Sat, Oct 27, 2012, 01:00

   

CULTURE SHOCK:FEW FESTIVALS contain their contradictions in their titles. For what will probably be Ireland’s biggest arts bash next year, you don’t have to look far for the fault line. Its title is Derry-Londonderry 2013. Gerry Anderson’s “Stroke City” is alive and well: the hyphen is still the pivotal point.

The very choice of Derry as the UK’s first City of Culture provoked feelings that ranged from unadulterated local pride to allegations of cultural imperialism. The challenge for the festival’s head, Shona McCarthy, was not so much to bridge that divide as to somehow play with it. Is it possible to make the hyphen like the centre of a see-saw, a point from which you can tilt towards either side without falling off?
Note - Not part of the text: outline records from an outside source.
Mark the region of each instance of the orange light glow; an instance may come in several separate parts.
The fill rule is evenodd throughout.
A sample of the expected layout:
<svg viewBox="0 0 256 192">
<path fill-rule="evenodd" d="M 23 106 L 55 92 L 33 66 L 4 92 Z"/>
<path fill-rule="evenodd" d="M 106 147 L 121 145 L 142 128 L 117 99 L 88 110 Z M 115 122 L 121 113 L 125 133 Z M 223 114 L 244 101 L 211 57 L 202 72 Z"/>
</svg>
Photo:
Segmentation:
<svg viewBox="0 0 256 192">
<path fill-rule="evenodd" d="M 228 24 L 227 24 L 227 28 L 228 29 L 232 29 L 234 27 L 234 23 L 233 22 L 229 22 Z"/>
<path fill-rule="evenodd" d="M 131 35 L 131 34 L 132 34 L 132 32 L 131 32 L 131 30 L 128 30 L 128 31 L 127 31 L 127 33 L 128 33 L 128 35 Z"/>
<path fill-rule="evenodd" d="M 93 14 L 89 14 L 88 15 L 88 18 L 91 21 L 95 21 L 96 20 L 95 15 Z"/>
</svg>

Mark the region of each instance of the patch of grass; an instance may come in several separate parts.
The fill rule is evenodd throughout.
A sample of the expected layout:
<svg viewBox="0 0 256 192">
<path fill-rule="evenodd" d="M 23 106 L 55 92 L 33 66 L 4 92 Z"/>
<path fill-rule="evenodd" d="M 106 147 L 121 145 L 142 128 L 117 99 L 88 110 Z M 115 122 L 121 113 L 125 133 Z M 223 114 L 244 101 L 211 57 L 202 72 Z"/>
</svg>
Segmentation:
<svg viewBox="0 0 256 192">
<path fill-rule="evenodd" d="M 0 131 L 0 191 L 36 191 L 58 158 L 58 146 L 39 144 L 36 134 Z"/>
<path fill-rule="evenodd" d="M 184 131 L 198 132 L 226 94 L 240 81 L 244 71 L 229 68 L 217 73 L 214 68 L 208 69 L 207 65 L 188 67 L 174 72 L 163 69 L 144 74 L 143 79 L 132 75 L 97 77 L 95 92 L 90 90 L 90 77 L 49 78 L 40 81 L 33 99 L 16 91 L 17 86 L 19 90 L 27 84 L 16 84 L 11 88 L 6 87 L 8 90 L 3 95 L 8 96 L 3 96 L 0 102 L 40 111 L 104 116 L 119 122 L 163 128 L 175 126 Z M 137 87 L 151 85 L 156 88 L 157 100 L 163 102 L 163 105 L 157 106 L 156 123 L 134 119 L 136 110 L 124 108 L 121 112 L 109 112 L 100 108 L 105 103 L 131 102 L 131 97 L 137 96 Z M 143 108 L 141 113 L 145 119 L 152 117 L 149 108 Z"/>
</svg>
A festival programme is only a set of intentions, of course, but the one announced on Thursday is genuinely exciting. The fear, frankly, was that the City of Culture would be stifled by “parity of esteem”, “two traditions”, the careful calibration of one for the Fenians, one for the Brits. The intentions encoded in these gestures may be decent, but they end up precisely as gestures. The key word in “city of culture” has to be “culture”, and culture, properly understood, is open, complex and shifting.

It’s also, in the narrower field of art, supposed to be enjoyable. Hence the relief, that, in announcing the programme, McCarthy’s first words weren’t in the dead languages of political piety or, even worse, of the market. They were about the ambition to bring a sense of joy.

Derry has something to build on in this regard. Even when the Troubles were raging, the city had a more than decent tradition of trying to keep open a cultural space, one that could never be free of politics but that could, and did, live up to the basic duty of art to make apparently simple things complex. Derry has, of course, close associations with Brian Friel, Seamus Heaney, James Simmons, Frank McGuinness, Jennifer Johnston and Seamus Deane. It was home to Field Day, which allied a broadly political agenda to a high, and therefore ambiguous, artistic ambition. It also pioneered, in Andy Hines and Shaun Davey’s brilliant pageant for the 300th anniversary of the Siege of Derry in 1990, a way of using art to make the potentially explosive business of commemoration richer and more fruitful – an example that should be recalled in this “decade of commemorations”.

But Derry also has a fabulous seam of the contrary and the individualistic, from Gerry Anderson, one of the greatest local broadcasters in the world, to Nell McCafferty and the great Nik Cohn. (Hands up who knew that Saturday Night Fever derives from a Derryman’s story, Cohn’s Another Saturday Night?)

Declan McGonagle, for a period in the 1980s, made the Orchard Gallery a major international space for avant-garde work. Musically, Derry may be linked forever with Dana and Phil Coulter, but it is also one of the great cities of punk rock and, just to be especially contrary, the home place of Neil Hannon.